Sunday, November 11, 2007

Fighting For Peace

[Reminder: Some of my posts, including this one, are memoirs of my abusive childhood. In this post I'm relating events that happened in the spring of 1956, when I was 6 "going on 7". The links to the right can be used to follow backward through the memoirs, or to restrict viewing to other kinds of posts.]

I didn't want to lead the peace party to the Puerto Rican neighborhood. I wanted someone else to do it. I found out very fast, like within half an hour, that wouldn't work. As I went about trying to persuade different groups of kids that they should join in the cause I was told that they wouldn't do it unless I was the leader, and then they wouldn't do it unless I beat their little group's leader in a fair fight.

I should explain that a little better. All over the Anglo neighborhoods of Fort Devens the kids formed small groups. You couldn't really call them gangs. Packs might be a better description. Each pack had 5 to 10 kids and they all had a clear leader. And as I tried to draw each such pack into the truce plan, I was told by each they would join if and only if I fought their leader and won.

This was the most insane, crazy, stupid, idiotic crap I'd ever heard from anyone outside of my own insane parents. I wanted to lead a peace army. To get followers I had to fight people? Stupid.

I pointed out to these morons that I was not yet 7 and a lot of these leaders were between 9 and 11. They said if I didn't beat them in a fair fight they wouldn't join. I said how could it be fair, if I'm up against someone 4 years older and almost twice as big? They said, well..., we'll let you pick the rules of the fight.

So I said, OK, clean wrestling, no punching. And that's what I did. I went from one pack to another, drawing each into my cause, by defeating leader after leader in wrestling matches. Altogether I fought enough leaders successfully that I gathered up about 55 followers. That means I probably had to win about 7 or 8 of these wrestling matches. I remember one in particular was won against a big 11 year-old. I'll call him Jim. Jim became my second in command.

Jim tried to analyze my ability to win all those wrestling matches. He noticed that I would start each match as if I was right-handed, and then surprise my opponent with ambidexterity.

In fact, I was ambidextrous. Ordinarily I divided tasks up by hand. I used my right to draw and to use scissors; I used my left hand to write and keep time with songs. But in the excitement of the fights and with both Alex (who preferred the left) and Kona (who preferred the right) active and alert, the two could be integrated and at the same time independent. My opponents probably felt like they were wrestling two of me.

But I thought I had another good explanation. I told Jim that because the cause was peace, God was on my side. Jim repeated the view, already stated many times, that I was crazy.

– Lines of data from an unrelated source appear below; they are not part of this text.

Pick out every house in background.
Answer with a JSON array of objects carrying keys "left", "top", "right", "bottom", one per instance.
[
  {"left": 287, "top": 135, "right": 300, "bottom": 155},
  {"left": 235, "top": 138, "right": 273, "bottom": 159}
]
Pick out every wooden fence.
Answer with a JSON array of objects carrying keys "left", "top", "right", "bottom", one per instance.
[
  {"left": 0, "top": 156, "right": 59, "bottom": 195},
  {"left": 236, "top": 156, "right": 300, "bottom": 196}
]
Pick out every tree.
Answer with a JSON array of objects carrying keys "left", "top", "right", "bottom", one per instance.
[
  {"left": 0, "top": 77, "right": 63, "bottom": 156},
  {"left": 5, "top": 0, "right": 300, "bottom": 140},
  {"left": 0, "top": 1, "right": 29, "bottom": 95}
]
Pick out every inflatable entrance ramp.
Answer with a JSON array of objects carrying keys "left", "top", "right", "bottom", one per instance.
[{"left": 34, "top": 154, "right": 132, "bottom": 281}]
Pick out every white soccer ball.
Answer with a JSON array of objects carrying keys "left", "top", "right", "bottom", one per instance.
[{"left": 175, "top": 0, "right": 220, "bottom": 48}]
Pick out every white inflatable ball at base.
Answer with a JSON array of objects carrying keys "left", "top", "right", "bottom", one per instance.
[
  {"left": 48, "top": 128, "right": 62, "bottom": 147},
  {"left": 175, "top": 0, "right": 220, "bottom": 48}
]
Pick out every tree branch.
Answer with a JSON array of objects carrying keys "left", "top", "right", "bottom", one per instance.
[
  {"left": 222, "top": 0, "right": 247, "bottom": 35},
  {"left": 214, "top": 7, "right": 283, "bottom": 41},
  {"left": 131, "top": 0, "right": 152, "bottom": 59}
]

I was crazy, but after two hours and 7 or 8 wrestling matches I had a peace army of 55 kids aged 6 to 11, and all but one was marching with me to the Puerto Rican neighborhood to offer terms of truce. The other one was already hurrying on ahead to take the news of our march to the Puerto Ricans in advance. He'd been sent half an hour earlier, so they they could know we were coming and could meet us on the boundary of their territory with an equivalent group of their own.

There was no point, I thought, in negotiating with just the first stray Puerto Rican we might encounter. We needed to talk to as many as possible. The idea was to negotiate a truce with all of them.

In hindsight that may have been a poor decision on my part.

The march took about 40 minutes. It ended near the Devens sports arena, not far from the housing area where most of the Puerto Ricans lived. Their "equivalent group" had 75 members. We were outnumbered by 20.